一瞬のきらめきを懐かしく思える日はあと何瞬したら来るのだろう

ぐずついた心臓の中でもいちばん煮崩れしやすいところが、うずいてしまって仕方がない。つまり恋だ。君を目にすると私は動悸が激しくなるし、体は発汗するし、喋るのもどもってしまう。

ぐずついた心臓の中でもいちばん冷めやすいところが、けちばっかりつけてきてうるさいったらない。つまり打算だ。君の荒探しをしているし、微レ存の可能性を夢見ているし、現実の自分を思い出している。

ぐずついた心臓の中でもいちばん腐ってるところが、鬼女の涙みたいになっててかなり笑えない。つまり嫉妬だ。君の言葉にいちいち傷ついているし、視線の先にいるものを消したいし、綺麗な顔は殴りたい。

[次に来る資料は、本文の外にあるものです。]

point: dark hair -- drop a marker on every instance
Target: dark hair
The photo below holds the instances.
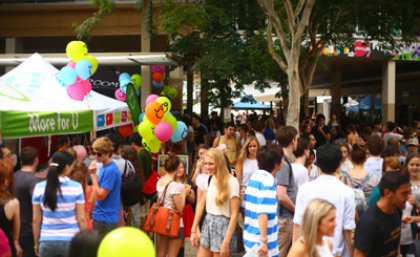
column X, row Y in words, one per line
column 303, row 144
column 135, row 138
column 285, row 135
column 172, row 163
column 85, row 244
column 392, row 181
column 269, row 156
column 328, row 158
column 358, row 154
column 59, row 161
column 375, row 145
column 28, row 155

ぐずついた心臓の中でもいちばんユーモラスなところが、ヒロインでもモブでもないくせにピエロにもなれてない。つまり玩具だ。私はひとりで浮かれたし、いっそ君がホモであってくれたらな、前立腺目覚めろと憎しみを浮かべた。

 

ぐずついた心臓の中でもいちばん私に癒着しているところが、叫んだ、もうあいつむり、ここで終わり、ぷつっと切れて、そしたらもうぐずついた心臓はますます私に合わせて鼓動を刻んで、結局、わたしはひとりなのだった。